How Page Pilgrim Began

The premise behind Page Pilgrim grew from an idea I had sometime in the first half of 2024. I was always a big reader as a child and through adulthood of both fiction and non-fiction, I have fluctuated through cycles of reading a lot or a little, and whilst I have now settled at the 'a lot' end of the reading spectrum (at least for a slow reader), I have found myself increasingly narrowing the range of fiction I'm willing to tackle, and more so than that to reread favourite novels again and again, like a hot chocolate or comfort blanket whilst my world beyond the page spirals into the ever more hectic.

The Search for Something New

I could always have just ploughed through my girlfriend's bedside table. I didn't go that route partly due to pride, I guess, and also the need to have more structure to thus be able to have a handle on what I could be achieving. Once I'd realised this, the answer was relatively simple.

Why the Booker Prize?

Frankly I'm a snob when it comes to books, but still within my comfort zone, so I needed to work within those constraints and broaden my literary horizons in a way that would satisfy my snobbery. The Booker Prize was the obvious route.

I'm English, hanging on by a thread to the edge of London. For those that don't know, the Booker Prize is the foremost literary prize in the UK, though of course there are plenty of others. There is also the more recent addition of the International Booker Prize, which I'm sure I'll get to later.

A Literary Challenge

The Booker Prize was first awarded in 1969 to PH Newby's Something to Answer for, and with ongoing tinkering around the edges has been going strong ever since. Over the years I've probably read half a dozen of the winners, the ones that spring to mind are Salman Rushdie's Midnight's Children, Ben Okri's The Famished Road and (read more recently) Yann Martel's The Life of Pi. All startlingly books in their own right. I wondered, what about the other fifty or so that I haven't read?

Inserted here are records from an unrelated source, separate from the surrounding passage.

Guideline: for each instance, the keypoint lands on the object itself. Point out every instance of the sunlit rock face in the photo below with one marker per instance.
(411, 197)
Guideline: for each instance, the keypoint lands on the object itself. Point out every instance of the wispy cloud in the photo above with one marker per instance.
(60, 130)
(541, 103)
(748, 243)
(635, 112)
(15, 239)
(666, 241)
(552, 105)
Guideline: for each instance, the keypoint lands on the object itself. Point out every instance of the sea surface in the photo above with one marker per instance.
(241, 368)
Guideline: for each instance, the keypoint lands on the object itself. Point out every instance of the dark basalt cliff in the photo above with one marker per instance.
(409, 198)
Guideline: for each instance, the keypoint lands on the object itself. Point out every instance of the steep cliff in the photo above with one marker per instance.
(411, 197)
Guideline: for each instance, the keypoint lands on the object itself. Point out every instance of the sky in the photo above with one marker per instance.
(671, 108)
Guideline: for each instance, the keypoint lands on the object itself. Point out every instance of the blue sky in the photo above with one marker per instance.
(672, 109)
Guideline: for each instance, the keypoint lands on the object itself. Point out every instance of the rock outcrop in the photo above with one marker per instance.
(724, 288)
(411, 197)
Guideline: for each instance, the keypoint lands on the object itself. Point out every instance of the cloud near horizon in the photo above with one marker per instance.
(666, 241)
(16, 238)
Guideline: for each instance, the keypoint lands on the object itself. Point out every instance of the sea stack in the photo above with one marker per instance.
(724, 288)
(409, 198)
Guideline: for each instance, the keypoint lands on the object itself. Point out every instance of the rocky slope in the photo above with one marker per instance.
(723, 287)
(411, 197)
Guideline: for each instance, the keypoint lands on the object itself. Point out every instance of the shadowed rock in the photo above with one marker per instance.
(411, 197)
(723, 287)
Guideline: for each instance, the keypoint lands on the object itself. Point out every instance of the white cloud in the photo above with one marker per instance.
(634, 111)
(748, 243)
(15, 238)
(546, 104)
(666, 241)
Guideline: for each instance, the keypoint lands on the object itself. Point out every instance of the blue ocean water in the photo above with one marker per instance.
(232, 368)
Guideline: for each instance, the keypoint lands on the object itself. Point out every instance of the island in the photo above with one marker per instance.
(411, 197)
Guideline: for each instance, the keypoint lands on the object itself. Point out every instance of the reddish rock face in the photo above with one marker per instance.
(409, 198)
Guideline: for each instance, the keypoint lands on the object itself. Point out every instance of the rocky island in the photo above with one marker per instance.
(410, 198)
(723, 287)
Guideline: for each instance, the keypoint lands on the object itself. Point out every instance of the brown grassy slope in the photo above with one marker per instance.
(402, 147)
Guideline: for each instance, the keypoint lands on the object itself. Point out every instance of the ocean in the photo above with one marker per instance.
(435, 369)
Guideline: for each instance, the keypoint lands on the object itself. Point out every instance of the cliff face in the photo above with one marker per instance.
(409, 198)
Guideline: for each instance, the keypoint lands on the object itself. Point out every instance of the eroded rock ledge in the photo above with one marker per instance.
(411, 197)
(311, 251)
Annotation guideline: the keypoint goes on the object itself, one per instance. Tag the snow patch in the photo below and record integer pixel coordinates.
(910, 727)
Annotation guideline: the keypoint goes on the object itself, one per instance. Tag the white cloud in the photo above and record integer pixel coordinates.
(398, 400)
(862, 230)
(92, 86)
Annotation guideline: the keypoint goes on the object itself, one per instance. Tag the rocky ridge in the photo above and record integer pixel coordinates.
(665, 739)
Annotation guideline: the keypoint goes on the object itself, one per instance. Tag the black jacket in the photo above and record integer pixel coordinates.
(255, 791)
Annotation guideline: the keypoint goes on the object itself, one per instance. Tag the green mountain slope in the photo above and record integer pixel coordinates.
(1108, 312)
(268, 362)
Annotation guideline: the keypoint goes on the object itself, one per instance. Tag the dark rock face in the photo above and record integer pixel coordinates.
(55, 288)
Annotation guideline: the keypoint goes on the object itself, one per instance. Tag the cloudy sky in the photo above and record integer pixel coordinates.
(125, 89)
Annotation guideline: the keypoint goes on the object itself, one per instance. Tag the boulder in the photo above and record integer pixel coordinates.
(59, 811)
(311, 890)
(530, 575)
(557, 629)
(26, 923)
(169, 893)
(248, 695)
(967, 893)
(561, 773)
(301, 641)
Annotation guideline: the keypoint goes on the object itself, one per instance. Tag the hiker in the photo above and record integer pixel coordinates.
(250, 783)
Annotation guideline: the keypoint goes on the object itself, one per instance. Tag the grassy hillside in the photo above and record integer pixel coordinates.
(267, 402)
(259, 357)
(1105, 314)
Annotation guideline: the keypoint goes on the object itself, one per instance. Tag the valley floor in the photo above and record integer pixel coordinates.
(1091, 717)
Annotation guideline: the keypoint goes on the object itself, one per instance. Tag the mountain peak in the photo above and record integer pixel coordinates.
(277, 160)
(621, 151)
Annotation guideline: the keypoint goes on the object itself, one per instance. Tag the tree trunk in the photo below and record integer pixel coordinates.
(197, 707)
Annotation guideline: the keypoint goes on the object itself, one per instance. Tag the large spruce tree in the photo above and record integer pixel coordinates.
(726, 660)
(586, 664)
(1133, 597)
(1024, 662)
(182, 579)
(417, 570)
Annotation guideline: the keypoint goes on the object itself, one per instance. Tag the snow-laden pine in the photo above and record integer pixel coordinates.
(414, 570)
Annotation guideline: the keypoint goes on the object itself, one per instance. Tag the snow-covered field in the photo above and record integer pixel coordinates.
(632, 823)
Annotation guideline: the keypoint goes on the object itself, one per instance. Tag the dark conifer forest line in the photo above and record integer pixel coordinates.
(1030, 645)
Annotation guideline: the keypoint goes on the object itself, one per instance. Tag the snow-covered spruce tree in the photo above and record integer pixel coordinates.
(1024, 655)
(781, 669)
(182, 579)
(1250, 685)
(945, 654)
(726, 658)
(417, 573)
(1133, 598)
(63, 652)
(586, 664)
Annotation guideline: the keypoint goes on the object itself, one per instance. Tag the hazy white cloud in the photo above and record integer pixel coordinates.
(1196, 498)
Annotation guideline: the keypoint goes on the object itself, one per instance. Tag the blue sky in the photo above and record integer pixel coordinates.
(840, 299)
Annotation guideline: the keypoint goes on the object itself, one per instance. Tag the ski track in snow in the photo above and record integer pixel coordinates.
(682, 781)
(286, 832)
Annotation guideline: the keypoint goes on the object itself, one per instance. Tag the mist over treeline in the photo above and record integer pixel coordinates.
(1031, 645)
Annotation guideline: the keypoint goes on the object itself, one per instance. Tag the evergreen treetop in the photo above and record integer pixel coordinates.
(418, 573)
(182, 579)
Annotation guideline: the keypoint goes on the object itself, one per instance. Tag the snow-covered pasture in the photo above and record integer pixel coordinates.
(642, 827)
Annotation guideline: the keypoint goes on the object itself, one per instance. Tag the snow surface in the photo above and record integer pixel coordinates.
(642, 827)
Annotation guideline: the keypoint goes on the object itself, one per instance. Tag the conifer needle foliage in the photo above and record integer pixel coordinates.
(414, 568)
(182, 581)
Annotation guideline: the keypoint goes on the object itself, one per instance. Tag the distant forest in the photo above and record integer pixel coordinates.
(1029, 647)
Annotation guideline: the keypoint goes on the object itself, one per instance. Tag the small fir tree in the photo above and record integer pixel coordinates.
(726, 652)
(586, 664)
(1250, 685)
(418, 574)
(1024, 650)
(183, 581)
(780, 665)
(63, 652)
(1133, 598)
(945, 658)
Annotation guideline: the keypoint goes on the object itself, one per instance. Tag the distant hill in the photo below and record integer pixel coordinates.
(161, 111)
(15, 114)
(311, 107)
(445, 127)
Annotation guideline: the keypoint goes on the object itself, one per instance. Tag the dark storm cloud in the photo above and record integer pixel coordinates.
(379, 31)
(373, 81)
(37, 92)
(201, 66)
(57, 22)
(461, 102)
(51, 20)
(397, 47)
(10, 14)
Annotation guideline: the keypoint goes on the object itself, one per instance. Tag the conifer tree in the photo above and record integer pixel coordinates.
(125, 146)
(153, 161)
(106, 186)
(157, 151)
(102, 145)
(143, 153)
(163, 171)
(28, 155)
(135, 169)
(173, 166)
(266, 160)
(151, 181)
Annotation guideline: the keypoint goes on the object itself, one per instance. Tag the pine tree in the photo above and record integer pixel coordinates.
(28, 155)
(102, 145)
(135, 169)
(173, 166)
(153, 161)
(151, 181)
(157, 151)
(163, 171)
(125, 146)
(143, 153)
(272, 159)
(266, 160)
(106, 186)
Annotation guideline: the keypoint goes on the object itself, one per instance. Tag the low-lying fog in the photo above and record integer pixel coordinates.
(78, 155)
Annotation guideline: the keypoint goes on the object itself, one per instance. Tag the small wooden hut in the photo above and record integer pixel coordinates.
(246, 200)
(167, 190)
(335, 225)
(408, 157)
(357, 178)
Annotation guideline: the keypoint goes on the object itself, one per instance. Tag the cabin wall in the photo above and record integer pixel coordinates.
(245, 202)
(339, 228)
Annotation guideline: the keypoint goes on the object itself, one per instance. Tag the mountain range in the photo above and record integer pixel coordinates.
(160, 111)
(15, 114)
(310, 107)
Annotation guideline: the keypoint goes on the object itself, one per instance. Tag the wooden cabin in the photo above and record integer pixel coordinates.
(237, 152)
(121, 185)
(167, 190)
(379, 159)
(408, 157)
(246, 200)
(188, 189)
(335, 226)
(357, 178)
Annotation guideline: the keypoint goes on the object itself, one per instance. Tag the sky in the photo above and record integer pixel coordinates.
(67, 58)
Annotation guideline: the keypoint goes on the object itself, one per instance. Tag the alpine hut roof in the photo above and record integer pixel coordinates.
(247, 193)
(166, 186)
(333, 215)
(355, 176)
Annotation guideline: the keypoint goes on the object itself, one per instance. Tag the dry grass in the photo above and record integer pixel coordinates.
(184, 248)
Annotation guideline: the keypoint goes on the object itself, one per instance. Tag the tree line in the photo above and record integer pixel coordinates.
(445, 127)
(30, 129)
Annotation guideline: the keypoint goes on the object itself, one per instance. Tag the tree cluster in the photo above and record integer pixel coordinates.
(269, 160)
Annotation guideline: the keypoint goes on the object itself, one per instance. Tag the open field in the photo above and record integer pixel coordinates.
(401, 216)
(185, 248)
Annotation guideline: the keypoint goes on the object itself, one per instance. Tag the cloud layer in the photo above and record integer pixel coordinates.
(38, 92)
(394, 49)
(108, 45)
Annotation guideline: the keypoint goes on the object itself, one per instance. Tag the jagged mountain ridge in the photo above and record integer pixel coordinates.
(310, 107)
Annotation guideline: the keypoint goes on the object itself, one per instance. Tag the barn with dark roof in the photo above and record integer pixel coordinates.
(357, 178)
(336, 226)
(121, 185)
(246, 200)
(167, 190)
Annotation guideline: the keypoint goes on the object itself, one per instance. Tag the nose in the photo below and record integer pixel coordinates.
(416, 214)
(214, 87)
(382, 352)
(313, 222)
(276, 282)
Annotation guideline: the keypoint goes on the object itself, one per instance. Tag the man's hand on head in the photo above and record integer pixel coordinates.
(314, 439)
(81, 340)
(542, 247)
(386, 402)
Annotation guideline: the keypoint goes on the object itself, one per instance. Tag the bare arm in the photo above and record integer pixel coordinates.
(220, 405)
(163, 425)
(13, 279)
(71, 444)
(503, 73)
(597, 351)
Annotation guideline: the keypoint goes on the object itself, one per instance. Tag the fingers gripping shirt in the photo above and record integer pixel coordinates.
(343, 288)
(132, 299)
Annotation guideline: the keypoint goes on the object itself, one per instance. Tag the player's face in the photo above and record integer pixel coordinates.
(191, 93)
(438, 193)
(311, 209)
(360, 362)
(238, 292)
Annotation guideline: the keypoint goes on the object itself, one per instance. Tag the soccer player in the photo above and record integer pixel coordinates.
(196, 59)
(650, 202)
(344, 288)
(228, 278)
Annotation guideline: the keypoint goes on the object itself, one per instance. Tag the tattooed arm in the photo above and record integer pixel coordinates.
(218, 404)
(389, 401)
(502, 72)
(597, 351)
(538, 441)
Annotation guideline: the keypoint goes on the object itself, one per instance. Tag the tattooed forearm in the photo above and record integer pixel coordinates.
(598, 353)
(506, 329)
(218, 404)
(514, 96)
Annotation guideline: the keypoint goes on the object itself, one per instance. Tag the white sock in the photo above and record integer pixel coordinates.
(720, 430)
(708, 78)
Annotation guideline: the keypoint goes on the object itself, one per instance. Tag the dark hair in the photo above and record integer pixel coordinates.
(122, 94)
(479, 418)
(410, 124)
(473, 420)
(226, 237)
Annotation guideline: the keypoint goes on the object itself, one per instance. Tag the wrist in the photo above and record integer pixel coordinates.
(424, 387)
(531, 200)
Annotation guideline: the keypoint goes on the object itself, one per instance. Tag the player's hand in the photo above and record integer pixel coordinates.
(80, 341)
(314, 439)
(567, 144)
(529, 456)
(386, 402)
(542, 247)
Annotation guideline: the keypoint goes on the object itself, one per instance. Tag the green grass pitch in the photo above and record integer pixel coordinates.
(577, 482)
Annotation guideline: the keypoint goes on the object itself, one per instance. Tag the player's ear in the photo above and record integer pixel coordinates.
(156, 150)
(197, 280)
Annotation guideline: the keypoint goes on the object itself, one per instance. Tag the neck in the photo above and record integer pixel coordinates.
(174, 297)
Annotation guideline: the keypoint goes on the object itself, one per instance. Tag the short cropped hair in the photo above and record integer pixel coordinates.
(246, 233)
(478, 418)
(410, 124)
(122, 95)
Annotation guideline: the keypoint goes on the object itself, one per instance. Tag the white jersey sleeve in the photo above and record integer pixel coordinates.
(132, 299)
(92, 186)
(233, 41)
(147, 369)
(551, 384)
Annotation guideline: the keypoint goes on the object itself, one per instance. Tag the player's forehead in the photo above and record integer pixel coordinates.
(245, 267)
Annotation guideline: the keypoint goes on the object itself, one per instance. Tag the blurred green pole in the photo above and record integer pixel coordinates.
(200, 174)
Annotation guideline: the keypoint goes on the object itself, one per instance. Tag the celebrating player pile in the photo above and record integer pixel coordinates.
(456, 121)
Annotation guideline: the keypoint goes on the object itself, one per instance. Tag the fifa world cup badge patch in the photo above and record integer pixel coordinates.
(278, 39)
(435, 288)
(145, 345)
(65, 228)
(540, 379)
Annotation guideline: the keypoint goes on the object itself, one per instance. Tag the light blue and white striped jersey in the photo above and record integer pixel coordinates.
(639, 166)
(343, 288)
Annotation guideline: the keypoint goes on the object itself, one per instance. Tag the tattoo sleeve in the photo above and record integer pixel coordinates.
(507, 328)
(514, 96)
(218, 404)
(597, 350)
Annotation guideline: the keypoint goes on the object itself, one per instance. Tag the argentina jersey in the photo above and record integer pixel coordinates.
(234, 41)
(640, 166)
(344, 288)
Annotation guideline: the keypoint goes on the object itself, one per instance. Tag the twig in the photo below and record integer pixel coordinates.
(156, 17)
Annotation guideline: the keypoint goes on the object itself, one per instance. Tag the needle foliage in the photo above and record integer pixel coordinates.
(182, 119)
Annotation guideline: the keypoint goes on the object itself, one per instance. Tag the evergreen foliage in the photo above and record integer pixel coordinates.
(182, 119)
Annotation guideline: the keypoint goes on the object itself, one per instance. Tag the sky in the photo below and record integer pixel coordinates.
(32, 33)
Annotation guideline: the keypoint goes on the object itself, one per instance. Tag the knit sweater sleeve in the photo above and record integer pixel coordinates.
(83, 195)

That's how it began. I began to read the winners from the beginning and have now read the first three or four. Then of course I've realised that beyond simply the winners there are both those that make the Shortlist and before that the Longlist. I haven't counted but there must be about 200 books of all types for me to read, quite a few of those extended lists I have actually read.

Sharing the Journey

So that was the idea, to read all the Booker Prize winners. It was a simple jump from there to realise that it would be good to document it, and share my journey.

More Than Just the Booker

However, I don't want to be stuck with only reading and sharing from this list, I'm a great fan of Science Fiction (my literary comfort food) and my curiosity leads me to consume a lot of non-fiction, particularly these days books about the natural environment. I will share those too, but the core of Page Pilgrim, at least for the moment, will be my journey through the Booker Prize.